Something that goes wrong while a program is running is sometimes referred to as an exception from normal behavior. Generally speaking, we distinguish between two types of errors/exceptions. Internal errors, are mistakes in the program itself, such as calling a function with None instead of a list. External errors are usually caused by interactions between the program and the outside world: a user may mis-type a filename, the network might be down, and so on.

When an internal error occurs, the only thing we can do in most cases is report it and halt the program. If a function has been passed None instead of a valid list, for example, the odds are good that one of our data structures is corrupted. We can try to guess what the problem is and take corrective action, but our guess will often be wrong and our attempt to correct the problem might actually make things worse. When an external error occurs on the other hand, we don’t always want the program to stop. If a user mis-types her password, handling the error by prompting her to try again would be friendlier than halting and requiring her to restart the program.

This chapter looks at how we can raise, catch and handle errors.

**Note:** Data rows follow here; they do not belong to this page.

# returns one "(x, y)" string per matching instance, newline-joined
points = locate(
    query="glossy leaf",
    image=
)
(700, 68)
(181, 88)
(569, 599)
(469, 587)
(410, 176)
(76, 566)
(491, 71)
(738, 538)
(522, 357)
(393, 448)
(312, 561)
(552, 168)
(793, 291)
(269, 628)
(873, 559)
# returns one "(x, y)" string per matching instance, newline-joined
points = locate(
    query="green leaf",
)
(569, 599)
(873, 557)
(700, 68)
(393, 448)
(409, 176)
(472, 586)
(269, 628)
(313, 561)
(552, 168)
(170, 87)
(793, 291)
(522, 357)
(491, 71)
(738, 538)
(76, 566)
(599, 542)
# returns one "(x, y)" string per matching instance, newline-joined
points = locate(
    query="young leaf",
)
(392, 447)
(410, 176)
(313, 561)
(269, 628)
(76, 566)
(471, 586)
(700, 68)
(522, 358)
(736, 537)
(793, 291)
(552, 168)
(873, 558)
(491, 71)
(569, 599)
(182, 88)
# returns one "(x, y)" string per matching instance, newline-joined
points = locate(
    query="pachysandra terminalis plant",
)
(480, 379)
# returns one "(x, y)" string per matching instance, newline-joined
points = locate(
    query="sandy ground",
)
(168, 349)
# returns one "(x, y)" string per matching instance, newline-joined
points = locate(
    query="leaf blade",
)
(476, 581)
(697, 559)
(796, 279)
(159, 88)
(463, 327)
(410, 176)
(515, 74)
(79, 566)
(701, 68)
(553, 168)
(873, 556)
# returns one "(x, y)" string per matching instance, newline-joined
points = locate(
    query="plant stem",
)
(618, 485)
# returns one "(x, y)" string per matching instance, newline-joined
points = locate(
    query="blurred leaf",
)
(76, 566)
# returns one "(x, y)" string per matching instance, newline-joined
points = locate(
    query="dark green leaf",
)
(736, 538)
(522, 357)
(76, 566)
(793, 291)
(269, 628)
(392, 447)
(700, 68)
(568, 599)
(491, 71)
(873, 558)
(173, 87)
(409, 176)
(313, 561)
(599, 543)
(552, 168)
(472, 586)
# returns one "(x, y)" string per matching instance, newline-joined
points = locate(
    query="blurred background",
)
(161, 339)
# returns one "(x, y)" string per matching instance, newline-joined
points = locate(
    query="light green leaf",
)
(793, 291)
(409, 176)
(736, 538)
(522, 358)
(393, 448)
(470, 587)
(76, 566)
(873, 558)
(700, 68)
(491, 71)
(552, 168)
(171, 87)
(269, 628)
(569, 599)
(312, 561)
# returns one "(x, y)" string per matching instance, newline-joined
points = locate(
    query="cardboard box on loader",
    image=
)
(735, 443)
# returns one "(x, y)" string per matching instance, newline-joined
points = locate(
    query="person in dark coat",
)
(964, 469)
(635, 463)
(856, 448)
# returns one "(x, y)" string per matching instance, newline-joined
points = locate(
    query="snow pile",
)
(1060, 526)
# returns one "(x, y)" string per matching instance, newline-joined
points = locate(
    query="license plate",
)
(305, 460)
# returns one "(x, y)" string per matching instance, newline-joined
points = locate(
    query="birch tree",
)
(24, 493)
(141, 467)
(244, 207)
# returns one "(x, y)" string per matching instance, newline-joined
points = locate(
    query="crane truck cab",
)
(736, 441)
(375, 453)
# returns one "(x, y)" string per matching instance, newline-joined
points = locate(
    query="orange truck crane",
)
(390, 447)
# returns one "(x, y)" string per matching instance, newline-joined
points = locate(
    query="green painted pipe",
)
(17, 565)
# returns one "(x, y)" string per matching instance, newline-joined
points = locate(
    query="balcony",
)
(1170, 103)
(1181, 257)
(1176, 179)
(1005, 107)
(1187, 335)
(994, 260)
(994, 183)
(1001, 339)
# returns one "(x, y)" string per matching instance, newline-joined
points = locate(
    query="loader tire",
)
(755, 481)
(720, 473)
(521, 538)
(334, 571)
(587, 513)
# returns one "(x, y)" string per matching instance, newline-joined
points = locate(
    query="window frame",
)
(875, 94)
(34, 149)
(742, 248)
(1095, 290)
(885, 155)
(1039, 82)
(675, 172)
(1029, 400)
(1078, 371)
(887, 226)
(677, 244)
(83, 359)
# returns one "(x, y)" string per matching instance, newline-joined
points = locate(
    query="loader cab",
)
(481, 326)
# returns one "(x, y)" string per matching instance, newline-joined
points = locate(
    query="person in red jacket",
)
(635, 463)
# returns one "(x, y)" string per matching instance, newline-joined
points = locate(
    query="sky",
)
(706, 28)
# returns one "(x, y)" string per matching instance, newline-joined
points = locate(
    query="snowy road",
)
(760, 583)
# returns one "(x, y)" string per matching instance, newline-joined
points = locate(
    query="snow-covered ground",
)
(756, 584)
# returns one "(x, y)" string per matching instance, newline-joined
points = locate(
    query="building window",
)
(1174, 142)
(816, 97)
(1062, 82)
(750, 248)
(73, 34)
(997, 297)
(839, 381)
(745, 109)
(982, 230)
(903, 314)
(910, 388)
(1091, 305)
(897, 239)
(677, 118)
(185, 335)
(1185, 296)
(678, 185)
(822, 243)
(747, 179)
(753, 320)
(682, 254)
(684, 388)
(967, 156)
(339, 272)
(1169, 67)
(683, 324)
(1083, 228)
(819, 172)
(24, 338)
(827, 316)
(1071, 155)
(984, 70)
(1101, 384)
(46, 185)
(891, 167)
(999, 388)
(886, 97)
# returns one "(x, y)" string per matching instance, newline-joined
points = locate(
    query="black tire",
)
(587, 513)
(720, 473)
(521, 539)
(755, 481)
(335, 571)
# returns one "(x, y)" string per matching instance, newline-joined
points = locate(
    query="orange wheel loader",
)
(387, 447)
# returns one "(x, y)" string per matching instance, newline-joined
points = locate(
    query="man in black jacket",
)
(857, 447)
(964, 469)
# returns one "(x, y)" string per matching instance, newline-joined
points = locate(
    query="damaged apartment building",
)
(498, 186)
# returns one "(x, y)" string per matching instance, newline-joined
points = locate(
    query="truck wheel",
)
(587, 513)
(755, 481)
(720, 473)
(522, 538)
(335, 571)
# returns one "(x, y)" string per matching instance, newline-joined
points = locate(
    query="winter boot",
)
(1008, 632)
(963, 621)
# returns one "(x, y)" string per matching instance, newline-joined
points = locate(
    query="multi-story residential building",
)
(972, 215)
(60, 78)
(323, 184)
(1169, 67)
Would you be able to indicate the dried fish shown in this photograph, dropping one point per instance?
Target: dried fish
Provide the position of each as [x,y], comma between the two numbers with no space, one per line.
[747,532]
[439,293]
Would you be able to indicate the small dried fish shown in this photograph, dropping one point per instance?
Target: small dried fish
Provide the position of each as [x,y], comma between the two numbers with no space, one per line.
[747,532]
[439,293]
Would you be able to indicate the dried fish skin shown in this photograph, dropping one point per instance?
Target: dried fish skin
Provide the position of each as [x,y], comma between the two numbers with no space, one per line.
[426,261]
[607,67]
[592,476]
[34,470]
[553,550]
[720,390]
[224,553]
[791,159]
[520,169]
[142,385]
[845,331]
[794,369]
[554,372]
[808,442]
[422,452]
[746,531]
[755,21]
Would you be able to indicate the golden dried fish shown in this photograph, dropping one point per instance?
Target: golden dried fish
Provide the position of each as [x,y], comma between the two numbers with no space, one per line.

We consider how to write useful error messages, and how to make our programs log those messages along with other useful information as they are running, so that it’s easier to figure out what happened when something goes wrong.

The Zipf’s Law project should now include:

zipf/
├── .gitignore
├── .travis.yml
├── CONDUCT.md
├── CONTRIBUTING.md
├── Makefile
├── requirements.txt
├── bin
│   ├── book_summary.sh
│   ├── collate.py
│   ├── countwords.py
│   ├── plotcounts.py
│   ├── plotparams.yml
│   ├── script_template.py
│   ├── test_zipfs.py
│   └── utilities.py
├── data
│   ├── dracula.txt
│   └── ...
├── results
│   ├── dracula.csv
│   ├── dracula.png
│   └── ...
└── test_data
├── random_words.txt
└── risk.txt

## 12.1 Exceptions

Most modern programming languages use exceptions for error handling. As the name suggests, an exception is a way to represent an exceptional or unusual occurrence that doesn’t fit neatly into the program’s expected operation. The code below uses exceptions to report attempts to divide by zero:

for denom in [-5, 0, 5]:
try:
result = 1/denom
print(f'1/{denom} == {result}')
except:
print(f'Cannot divide by {denom}')
1/-5 == -0.2
Cannot divide by 0
1/5 == 0.2

try/except looks like if/else and works in a similar fashion. If nothing unexpected happens inside the try block, the except block isn’t run (Figure 12.1). If something goes wrong inside the try, on the other hand, the program jumps immediately to the except. This is why the print statement inside the try doesn’t run when denom is 0: as soon as Python tries to calculate 1/denom, it skips directly to the code under except.

We often want to know exactly what went wrong, so Python and other languages store information about the error in an object (which is also called an exception). We can catch an exception and inspect it as follows:

for denom in [-5, 0, 5]:
try:
result = 1/denom
print(f'1/{denom} == {result}')
except Exception as error:
print(f'{denom} has no reciprocal: {error}')
1/-5 == -0.2
0 has no reciprocal: division by zero
1/5 == 0.2

We can use any variable name we like instead of error; Python will assign the exception object to that variable so that we can do things with it in the except block.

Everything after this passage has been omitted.